He's dead.

By in
He's dead.

He’s dead now. I killed him.

I didn’t mean to. Or maybe I did. I just didn’t think I could or I would.

They say you never forget the first time–the first life you take. But it’s hard to remember. It all blurs together, and there’s just the fragments. I never talked about it. The fragments. That’s what will get you. They come out in the darkness like cockroaches. You’ll hear them scurry across the floor, always just beyond sight. It wasn’t supposed to happen. I didn’t plan this. It can’t be murder, right? It’s only murder if you plan it.

I don’t know how it happened. I didn’t even really know him. I’d see him all the time. Never asked his name. He just seemed like an ordinary guy. Maybe he just hit a rough patch. Down on his luck. He never said much. Head always bowed. Like he was always praying, or always depressed. One of the two for sure.

He had this smile though. That’s what everyone would say about him. It didn’t show that often since he never looked up, but when it did, it was always noticed. Maybe he was homeless. Nobody knew. No one cared to know. He wasn’t like the others out there though. There were the regulars. As soon as you came down the block, you could spot them. They’d be asking for spare change. I didn’t ever give any. I don’t trust these people. You never know what their real deal is. He wasn’t like them. He almost never asked for anything. But when he did, there was that damn smile. I knew he didn’t need any help. He couldn’t possibly. It was in his eyes. People always said they were so genuine, but when I looked into them, I could see the secrets. I knew his heart.

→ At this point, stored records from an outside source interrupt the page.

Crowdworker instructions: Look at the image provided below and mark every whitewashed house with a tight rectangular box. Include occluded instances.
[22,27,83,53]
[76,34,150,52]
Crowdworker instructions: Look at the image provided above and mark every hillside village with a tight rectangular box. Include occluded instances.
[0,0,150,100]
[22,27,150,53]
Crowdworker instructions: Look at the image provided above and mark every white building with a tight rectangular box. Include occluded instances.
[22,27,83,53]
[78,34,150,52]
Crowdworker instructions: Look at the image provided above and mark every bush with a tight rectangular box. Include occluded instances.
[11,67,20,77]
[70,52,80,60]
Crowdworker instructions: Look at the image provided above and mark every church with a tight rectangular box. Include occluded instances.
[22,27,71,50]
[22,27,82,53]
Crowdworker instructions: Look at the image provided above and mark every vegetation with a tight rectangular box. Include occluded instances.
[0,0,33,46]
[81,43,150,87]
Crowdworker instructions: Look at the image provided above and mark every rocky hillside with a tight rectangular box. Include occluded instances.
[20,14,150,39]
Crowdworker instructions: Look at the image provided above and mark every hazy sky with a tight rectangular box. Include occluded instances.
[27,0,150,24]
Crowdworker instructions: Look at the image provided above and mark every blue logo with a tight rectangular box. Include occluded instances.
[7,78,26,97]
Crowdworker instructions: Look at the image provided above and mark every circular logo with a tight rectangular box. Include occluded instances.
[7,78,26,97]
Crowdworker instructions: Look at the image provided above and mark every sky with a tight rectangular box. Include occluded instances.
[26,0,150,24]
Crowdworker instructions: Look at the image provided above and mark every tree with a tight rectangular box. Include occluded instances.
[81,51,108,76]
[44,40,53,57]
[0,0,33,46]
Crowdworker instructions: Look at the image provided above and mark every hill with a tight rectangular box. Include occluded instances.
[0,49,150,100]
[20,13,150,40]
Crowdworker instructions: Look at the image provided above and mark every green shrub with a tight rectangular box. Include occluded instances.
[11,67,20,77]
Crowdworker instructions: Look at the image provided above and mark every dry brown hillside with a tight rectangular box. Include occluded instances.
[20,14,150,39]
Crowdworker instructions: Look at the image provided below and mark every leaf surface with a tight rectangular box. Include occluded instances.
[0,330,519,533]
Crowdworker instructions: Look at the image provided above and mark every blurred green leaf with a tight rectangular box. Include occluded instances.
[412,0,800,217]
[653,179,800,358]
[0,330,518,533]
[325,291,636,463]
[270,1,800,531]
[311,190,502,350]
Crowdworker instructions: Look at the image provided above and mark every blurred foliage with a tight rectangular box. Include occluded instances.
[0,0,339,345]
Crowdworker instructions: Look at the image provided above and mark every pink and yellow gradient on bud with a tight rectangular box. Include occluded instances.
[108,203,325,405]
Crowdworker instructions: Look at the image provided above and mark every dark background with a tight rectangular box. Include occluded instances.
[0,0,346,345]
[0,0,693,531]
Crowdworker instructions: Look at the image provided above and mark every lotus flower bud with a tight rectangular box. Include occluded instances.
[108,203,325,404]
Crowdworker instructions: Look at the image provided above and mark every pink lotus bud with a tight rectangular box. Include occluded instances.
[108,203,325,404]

Sometimes you just know. Sometimes you just know when people aren’t real. You don’t even have to justify the feeling you get inside. You just know.

I didn’t know him. But I knew.

It was just one of those nights. I got off work late. I was exhausted and starving. I don’t eat regularly anyway. Habit. And in my line of work, it’s pretty hard to do anyway. But that night, all I could think about was eating. There was a Denny’s down the street and around the corner. Perfect. As I made my way towards it, I noticed something.

I notice everything. Just a kind of sense I have–always paying careful attention to my surroundings. In the shadow of the alley, I sensed a presence. Between the echoes of my shoes’ duet with the pavement, I heard it. This deep, mournful breathing. As I neared, it stopped. The form rose. I knew it was him.

Maybe it was the way his uneven shoulders leaned to one side. Or maybe it was…I don’t know. There are a million things it could have been. I just knew it was him. And then he called out.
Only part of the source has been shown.